Mais en même temps il oriente la recherche sur un plan plus spirituel – en tout cas non intellectuel, non discursif – qui sera, au bout du compte, celui de la réalisation. En effet, l’indiciel cultive la « vertu d’inachèvement d’une parole qui laisse d’autant plus à penser qu’elle commence seulement à dire et, par sa dispersion, fait échec au dogmatisme » (Jullien, 1995 : 251). On parle alors d’un semina dicendi, d’une parole qui féconde la conscience. Toutefois, quand dans le dialogue confucéen la réponse est dite « indicielle », elle reste l’indice de quelque chose ; autrement dit, elle « soulève un angle » qui doit permettre à l’interlocuteur de trouver en retour les trois autres. Suivant cet art du dialogue chinois, il doit suffire, pour citer Confucius, « d’entendre expliquer une chose pour en comprendre dix ». Dans le kōan zen, en revanche, le coin soulevé ne révèle que du vide, il n’est l’indice de rien, à l’image du « cyprès dans la cour » de Zhao-zhou. La stratégie sur laquelle elle repose est cependant la même : il s’agit de fait de mettre l’interlocuteur dans la position mentale de s’ouvrir aux possibilités offertes par l’indiciel, par le « coin soulevé ».
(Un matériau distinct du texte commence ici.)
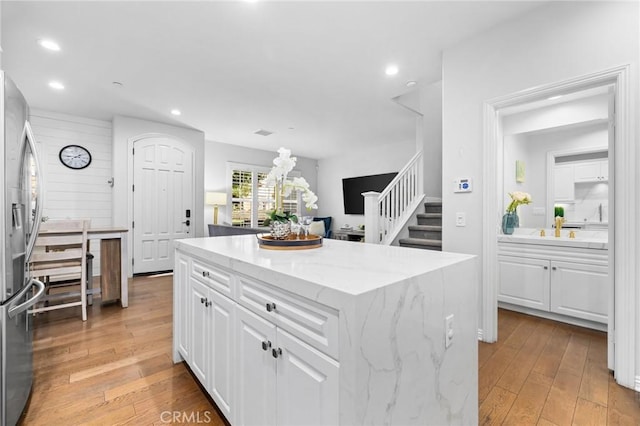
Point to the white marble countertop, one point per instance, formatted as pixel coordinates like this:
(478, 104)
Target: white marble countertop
(593, 239)
(351, 268)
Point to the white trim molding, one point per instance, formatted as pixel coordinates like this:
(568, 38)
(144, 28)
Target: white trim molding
(624, 208)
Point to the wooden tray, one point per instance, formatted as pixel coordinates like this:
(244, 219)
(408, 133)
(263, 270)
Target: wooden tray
(292, 243)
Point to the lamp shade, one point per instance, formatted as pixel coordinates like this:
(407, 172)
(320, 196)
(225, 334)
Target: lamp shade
(215, 198)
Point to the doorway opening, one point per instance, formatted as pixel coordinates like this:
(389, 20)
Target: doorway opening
(622, 356)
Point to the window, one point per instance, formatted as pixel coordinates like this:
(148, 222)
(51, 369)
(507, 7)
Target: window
(251, 200)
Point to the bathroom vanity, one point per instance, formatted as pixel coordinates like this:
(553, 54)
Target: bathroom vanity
(344, 334)
(561, 278)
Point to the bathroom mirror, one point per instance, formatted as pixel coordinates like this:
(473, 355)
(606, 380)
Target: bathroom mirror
(556, 150)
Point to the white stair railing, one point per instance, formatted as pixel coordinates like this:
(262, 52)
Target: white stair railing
(387, 212)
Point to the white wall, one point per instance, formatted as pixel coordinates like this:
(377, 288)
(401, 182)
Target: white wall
(0, 35)
(552, 43)
(75, 194)
(431, 104)
(532, 149)
(331, 171)
(216, 157)
(125, 130)
(563, 114)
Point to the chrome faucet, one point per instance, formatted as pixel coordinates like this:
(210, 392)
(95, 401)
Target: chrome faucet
(559, 222)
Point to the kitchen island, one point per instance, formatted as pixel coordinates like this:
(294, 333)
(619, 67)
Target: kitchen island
(347, 333)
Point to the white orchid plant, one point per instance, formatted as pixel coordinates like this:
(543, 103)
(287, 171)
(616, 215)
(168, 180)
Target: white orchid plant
(518, 198)
(283, 187)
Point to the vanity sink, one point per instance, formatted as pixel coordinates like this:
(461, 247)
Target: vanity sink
(595, 239)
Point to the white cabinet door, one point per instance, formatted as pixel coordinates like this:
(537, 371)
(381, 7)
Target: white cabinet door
(181, 321)
(580, 290)
(591, 171)
(221, 352)
(199, 330)
(255, 370)
(524, 282)
(307, 384)
(563, 189)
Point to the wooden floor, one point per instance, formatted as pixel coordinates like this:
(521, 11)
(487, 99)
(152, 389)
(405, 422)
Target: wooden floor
(116, 368)
(542, 372)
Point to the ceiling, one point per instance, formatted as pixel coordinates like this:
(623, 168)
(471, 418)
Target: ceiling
(311, 72)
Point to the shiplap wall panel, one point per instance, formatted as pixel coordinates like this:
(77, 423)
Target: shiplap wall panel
(76, 194)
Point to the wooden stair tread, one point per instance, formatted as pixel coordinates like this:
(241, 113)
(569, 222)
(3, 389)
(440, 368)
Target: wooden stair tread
(433, 228)
(421, 242)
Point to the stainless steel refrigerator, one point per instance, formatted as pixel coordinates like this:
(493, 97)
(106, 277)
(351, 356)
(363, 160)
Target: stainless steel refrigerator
(20, 214)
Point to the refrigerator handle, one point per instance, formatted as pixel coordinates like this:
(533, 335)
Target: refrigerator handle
(38, 216)
(15, 310)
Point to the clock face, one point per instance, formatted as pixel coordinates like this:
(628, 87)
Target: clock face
(75, 157)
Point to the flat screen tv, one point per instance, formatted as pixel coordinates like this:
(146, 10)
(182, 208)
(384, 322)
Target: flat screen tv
(352, 189)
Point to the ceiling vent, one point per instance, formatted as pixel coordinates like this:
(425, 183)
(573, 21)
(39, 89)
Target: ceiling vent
(262, 132)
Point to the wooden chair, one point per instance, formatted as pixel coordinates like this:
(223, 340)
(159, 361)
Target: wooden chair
(59, 258)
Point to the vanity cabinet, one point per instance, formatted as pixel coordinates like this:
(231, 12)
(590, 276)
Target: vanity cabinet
(524, 282)
(580, 290)
(591, 171)
(571, 282)
(263, 355)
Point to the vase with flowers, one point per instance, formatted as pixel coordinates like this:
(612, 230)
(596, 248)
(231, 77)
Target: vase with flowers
(510, 220)
(279, 220)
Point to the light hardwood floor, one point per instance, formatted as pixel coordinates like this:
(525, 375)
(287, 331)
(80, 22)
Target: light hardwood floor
(116, 368)
(543, 372)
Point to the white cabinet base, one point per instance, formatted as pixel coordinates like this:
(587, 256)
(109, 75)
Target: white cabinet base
(553, 316)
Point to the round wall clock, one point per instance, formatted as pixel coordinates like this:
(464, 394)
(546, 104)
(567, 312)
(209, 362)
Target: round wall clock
(75, 157)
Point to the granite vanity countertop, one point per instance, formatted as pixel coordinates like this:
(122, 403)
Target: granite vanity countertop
(593, 239)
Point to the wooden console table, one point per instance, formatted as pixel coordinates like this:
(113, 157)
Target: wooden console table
(113, 263)
(349, 235)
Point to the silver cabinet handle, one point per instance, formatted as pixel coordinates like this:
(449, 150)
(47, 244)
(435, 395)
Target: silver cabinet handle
(16, 309)
(28, 134)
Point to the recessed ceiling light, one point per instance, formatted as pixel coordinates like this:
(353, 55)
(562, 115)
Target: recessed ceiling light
(56, 85)
(49, 44)
(391, 69)
(263, 132)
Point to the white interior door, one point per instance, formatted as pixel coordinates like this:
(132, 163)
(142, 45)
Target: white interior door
(163, 201)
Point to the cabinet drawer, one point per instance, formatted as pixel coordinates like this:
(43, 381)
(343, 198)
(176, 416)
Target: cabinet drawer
(314, 324)
(524, 282)
(213, 277)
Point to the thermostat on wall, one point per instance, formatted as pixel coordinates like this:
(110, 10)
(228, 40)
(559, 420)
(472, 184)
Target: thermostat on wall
(462, 185)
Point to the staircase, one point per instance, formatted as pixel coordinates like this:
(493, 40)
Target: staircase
(427, 234)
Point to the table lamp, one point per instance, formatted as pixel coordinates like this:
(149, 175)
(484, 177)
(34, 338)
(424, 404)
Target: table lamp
(215, 199)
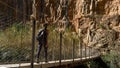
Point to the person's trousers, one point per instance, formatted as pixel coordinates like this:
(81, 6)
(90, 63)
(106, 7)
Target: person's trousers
(39, 50)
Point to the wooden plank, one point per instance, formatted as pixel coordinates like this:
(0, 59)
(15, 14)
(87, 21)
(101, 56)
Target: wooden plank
(50, 63)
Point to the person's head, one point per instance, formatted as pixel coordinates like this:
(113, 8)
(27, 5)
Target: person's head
(45, 25)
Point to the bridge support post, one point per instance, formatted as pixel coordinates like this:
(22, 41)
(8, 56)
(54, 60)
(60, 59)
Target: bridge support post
(73, 42)
(33, 41)
(60, 57)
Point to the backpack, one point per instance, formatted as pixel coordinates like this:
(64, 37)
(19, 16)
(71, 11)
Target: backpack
(40, 35)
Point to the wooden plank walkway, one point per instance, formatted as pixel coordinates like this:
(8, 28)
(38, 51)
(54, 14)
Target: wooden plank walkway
(50, 63)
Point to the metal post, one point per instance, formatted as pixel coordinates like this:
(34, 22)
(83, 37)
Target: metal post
(33, 42)
(60, 48)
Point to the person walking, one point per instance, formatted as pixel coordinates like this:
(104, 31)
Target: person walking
(42, 39)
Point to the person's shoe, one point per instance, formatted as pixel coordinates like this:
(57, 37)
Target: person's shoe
(37, 60)
(46, 61)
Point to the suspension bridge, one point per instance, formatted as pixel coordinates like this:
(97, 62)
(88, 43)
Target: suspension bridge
(77, 55)
(86, 56)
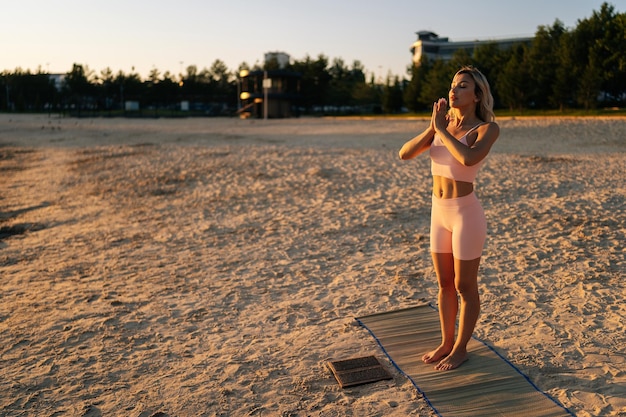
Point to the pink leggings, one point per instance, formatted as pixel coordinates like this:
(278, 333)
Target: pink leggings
(458, 226)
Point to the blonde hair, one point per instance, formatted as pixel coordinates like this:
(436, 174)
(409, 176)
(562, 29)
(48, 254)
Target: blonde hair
(484, 109)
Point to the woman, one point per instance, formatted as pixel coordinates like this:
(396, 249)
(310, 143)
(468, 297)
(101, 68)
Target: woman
(459, 140)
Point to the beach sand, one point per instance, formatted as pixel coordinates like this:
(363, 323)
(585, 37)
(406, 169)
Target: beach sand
(211, 267)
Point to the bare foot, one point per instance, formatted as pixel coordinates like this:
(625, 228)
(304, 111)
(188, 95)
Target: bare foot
(452, 361)
(436, 355)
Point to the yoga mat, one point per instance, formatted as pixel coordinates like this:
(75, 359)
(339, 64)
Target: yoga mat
(486, 385)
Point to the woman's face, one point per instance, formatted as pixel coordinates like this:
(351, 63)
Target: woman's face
(461, 92)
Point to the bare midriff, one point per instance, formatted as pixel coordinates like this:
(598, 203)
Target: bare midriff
(449, 188)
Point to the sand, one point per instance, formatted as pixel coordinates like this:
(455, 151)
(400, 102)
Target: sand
(211, 267)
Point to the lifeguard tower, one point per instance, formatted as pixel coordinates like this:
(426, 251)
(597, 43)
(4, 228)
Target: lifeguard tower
(265, 94)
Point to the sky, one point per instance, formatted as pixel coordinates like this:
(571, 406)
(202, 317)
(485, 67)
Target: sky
(139, 36)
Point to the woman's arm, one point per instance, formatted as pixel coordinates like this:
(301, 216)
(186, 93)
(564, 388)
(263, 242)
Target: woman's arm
(466, 155)
(471, 155)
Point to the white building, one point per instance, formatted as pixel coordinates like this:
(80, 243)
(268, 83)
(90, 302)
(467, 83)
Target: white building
(433, 47)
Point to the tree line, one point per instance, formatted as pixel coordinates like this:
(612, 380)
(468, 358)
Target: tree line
(579, 68)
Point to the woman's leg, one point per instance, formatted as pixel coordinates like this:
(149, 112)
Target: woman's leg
(448, 306)
(466, 285)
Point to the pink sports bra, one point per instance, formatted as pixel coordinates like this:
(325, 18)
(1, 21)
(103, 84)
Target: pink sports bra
(445, 165)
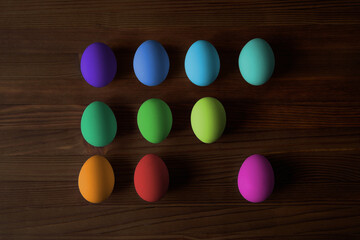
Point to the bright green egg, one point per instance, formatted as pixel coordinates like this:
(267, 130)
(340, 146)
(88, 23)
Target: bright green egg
(208, 119)
(98, 124)
(154, 120)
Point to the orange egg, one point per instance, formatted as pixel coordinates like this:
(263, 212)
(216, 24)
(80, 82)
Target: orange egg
(96, 179)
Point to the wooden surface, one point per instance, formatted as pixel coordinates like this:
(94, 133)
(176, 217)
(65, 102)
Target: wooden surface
(306, 120)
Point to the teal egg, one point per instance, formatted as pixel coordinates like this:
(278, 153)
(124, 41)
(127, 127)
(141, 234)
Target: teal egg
(202, 63)
(98, 124)
(256, 62)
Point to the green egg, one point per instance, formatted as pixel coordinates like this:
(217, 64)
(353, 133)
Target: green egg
(98, 124)
(256, 62)
(208, 119)
(154, 120)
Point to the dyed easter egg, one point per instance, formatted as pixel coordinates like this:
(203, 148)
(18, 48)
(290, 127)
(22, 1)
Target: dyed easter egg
(96, 179)
(202, 63)
(98, 64)
(208, 119)
(151, 178)
(98, 124)
(256, 62)
(151, 63)
(154, 120)
(256, 179)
En réalité, l’indice du kōan zen, ce qu’il cherche à montrer sous le coin soulevé, c’est l’inanité du langage lui-même. Le dialogue est donc nécessaire pour « soulever un coin » et révéler qu’il n’y a rien qui puisse être dit :

Les mots ne peuvent exprimer les choses ;

Le langage n’est pas conforme.

Ballotté par les mots, on est perdu ;

Retenu par les phrases, on est désorienté.

Aitken, 1991 : 227 ; nt[15]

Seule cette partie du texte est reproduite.